Now back to the film - it was for a world-wide audience - though obviously it needed to be a financial success firstly in the USA - TV was in the ascendancy - Movies were trying to cling on - hence the special effects - big stars - big story - 3 films in one - yet not complicated or sophisticated - made for a mass audience who had been familiar with 'the old west' from 'Wagon Train', 'Rawhide' etc., etc. and the whole gamut of semi serious western TV series that were more subtle than the earlier shoot 'em up "Lone Ranger" type fare - where my mother made jokes about sweeping out the bodies from the back of the TV at the end!

Sadly as it has been said we were ONLY at the beginning of an awakening - but it had not spread very far or wide or deep & so films like this were made without giving a real thought to race issues, I suggest.

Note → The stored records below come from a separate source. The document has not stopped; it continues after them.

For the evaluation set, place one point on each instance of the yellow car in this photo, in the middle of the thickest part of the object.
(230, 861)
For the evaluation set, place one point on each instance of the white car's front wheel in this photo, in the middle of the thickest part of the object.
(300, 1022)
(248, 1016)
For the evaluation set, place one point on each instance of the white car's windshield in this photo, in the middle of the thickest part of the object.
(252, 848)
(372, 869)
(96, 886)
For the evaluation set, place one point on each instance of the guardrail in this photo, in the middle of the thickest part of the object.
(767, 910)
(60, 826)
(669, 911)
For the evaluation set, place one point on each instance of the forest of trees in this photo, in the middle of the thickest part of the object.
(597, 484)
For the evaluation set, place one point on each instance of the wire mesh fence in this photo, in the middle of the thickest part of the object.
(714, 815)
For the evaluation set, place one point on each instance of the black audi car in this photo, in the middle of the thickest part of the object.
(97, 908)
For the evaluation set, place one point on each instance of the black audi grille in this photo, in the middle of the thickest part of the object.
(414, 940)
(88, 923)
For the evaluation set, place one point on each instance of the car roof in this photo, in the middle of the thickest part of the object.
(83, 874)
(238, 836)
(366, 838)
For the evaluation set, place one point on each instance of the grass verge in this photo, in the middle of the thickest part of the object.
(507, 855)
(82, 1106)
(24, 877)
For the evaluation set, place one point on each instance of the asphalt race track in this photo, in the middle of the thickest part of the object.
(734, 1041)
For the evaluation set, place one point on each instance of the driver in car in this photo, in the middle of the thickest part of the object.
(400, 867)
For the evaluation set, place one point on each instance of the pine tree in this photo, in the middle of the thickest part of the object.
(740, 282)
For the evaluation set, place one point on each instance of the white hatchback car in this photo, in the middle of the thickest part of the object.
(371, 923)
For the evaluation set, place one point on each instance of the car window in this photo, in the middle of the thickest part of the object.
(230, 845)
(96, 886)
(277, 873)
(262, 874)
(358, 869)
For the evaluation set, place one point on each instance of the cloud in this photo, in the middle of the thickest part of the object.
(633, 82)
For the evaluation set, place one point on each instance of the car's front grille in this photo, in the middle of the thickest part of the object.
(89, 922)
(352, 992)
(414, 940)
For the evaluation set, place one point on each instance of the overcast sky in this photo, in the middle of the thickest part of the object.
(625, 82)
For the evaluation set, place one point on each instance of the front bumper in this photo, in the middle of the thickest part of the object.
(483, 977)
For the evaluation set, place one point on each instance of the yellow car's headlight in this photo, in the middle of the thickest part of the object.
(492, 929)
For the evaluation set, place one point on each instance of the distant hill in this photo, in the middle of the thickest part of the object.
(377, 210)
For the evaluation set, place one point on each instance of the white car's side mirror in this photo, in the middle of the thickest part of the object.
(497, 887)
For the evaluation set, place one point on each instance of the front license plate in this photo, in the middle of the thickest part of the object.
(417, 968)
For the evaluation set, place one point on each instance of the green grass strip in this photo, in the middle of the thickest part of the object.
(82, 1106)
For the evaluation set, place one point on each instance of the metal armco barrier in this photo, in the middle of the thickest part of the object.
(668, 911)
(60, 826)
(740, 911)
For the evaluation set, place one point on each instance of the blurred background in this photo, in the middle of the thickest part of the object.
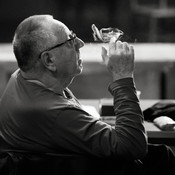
(151, 23)
(143, 20)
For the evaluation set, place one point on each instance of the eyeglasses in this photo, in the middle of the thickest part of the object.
(72, 37)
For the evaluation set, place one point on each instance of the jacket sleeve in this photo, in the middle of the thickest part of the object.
(83, 133)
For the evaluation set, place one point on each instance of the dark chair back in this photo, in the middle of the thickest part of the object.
(25, 163)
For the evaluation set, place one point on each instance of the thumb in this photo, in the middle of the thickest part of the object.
(104, 55)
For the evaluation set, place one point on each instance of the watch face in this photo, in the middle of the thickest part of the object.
(105, 34)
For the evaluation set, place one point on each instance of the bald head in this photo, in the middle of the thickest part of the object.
(33, 35)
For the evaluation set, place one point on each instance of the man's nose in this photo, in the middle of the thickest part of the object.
(80, 43)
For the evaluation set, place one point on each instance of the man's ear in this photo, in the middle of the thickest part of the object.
(48, 61)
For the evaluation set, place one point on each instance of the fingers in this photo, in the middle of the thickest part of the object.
(104, 54)
(119, 46)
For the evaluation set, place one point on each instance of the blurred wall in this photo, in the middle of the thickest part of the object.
(79, 15)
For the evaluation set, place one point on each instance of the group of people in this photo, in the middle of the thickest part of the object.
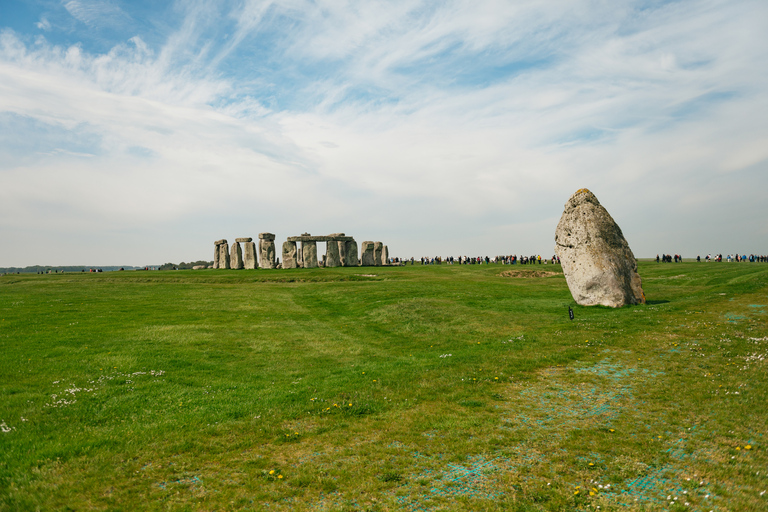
(487, 260)
(752, 258)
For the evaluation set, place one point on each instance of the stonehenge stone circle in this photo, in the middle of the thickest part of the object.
(249, 255)
(341, 251)
(289, 255)
(309, 253)
(236, 257)
(366, 254)
(332, 254)
(598, 264)
(377, 251)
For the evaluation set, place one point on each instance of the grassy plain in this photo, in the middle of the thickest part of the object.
(403, 388)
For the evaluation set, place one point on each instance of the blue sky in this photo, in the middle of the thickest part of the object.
(139, 132)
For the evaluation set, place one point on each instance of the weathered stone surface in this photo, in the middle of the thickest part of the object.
(249, 256)
(236, 257)
(366, 254)
(377, 250)
(332, 255)
(342, 246)
(350, 254)
(289, 255)
(266, 253)
(598, 264)
(319, 238)
(224, 255)
(309, 252)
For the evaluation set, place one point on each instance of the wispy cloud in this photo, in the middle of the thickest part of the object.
(96, 12)
(362, 116)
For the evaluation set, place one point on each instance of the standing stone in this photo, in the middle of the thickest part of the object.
(598, 264)
(249, 256)
(332, 254)
(217, 253)
(224, 255)
(236, 257)
(350, 254)
(266, 253)
(289, 255)
(367, 254)
(342, 253)
(309, 253)
(377, 250)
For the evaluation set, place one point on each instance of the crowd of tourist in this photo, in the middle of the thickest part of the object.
(752, 258)
(512, 259)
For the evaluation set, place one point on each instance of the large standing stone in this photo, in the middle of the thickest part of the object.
(366, 255)
(377, 250)
(216, 255)
(249, 256)
(598, 264)
(266, 253)
(236, 257)
(289, 255)
(342, 253)
(224, 255)
(350, 254)
(332, 254)
(309, 253)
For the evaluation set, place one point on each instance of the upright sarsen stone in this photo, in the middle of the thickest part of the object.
(350, 254)
(249, 256)
(216, 254)
(267, 250)
(332, 254)
(236, 257)
(366, 254)
(598, 264)
(224, 255)
(309, 254)
(377, 250)
(289, 255)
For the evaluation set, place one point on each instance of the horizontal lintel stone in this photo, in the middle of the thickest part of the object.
(320, 238)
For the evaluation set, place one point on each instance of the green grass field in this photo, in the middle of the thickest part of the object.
(402, 388)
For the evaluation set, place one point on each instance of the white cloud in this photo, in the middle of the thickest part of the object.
(95, 12)
(388, 131)
(43, 24)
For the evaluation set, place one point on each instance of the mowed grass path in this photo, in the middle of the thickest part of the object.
(403, 388)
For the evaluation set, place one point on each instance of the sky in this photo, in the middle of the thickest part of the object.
(139, 132)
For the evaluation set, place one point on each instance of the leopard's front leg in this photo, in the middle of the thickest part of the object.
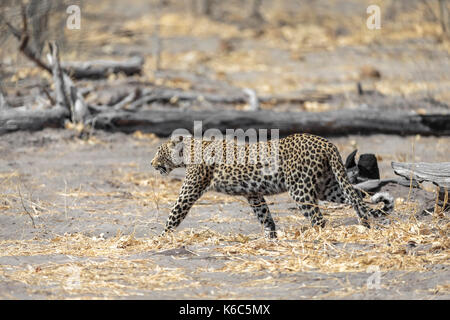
(194, 185)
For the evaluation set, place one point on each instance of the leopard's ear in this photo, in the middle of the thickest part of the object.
(174, 140)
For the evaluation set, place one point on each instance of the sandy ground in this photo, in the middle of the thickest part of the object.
(98, 206)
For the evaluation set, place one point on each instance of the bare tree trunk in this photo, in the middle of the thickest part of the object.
(443, 16)
(38, 14)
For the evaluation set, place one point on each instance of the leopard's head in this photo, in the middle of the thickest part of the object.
(168, 157)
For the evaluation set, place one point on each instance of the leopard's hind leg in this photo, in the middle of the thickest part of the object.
(261, 210)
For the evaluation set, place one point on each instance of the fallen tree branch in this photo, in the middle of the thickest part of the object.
(103, 68)
(172, 95)
(32, 120)
(437, 173)
(77, 70)
(331, 123)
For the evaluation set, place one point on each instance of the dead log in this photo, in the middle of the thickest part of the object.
(103, 68)
(331, 123)
(377, 184)
(166, 95)
(77, 70)
(437, 173)
(32, 120)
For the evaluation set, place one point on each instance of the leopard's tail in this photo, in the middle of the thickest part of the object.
(350, 192)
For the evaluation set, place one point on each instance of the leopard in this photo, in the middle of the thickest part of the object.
(307, 166)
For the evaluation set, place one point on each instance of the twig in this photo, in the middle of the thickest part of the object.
(24, 207)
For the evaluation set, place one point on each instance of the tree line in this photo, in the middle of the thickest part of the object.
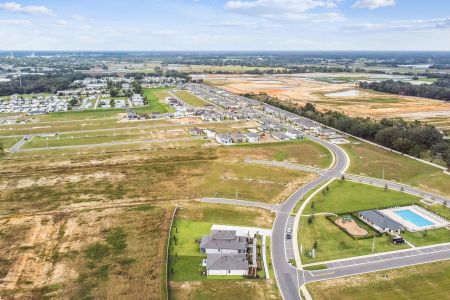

Mention has been made of Sidney Poitier, who was certainly one of several actors who could have played a relevant part - if the film makers wanted to broaden our knowledge about the Civil War, rather than just reference it and use it as a backdrop for some on screen violence and special effects that hold an audience's attention - similarly with the train fight at the end and the stampede - all standard fare for western movies - but just done on a bigger scale. It was still five years before Sidney Poitier would play a black London school teacher in 'To Sir with Love' - but by 1967/8 things were changing and some entertainments were seriously examining race issues - hardly surprising in view of there being increasing tension playing out on the streets in several countries around the world - including France, UK and the USA.

The opening poster is right to mention the issue - BUT in 1961/62 realistic representation of the different races was just not an issue for most in the entertainment industry and sadly neither for most of us - whites - in the cinema seats - I guess the black people and other races - would mostly have expected it to be thus - hence we are still struggling - at least in parts of Britain today with some very nasty attitudes from some towards those of different races to themselves - despite us all probably having originally descended from Africans!

reply

"... but that was simply how it was -- we were brought up to be bigots and it was not until the late seventies ..."

Whoa there, big fella! Where I come from - the USA - not all (or many) of us were brought up to be bigots. Race consciousness had begun being seriously introduced into our collective consciousness during the 1950's.

Frankly, when I was in high school (early 1960's) -- a white middle-class school almost entirely -- only a very few nasty individuals made derogatory race-based comments (not just race-based, btw) and, then, only on rare occasions. The rest of us generally walked away. No parent I know of welcomed these comments and most cautioned the rest of us against following suit. Teachers disciplined students who hurled such epithets at or around other students.

Today, that consciousness and natural turn toward fairness, respect, and accomodation within the culture has become rather more an obsession. And, the government has, in its own inimitable and inevitable way, assumed an inflated and often times questionable role as behavior arbitor and enforcer of any conceivably related issue . . . a kind of finger waggling with symbols, bumper-sticker slogans, and partisanship: Thus, slowing down any more permanent solution to the question of genuine racial harmony which could have been hoped for without the "help" of those folks with motivations less than altruistic or moral.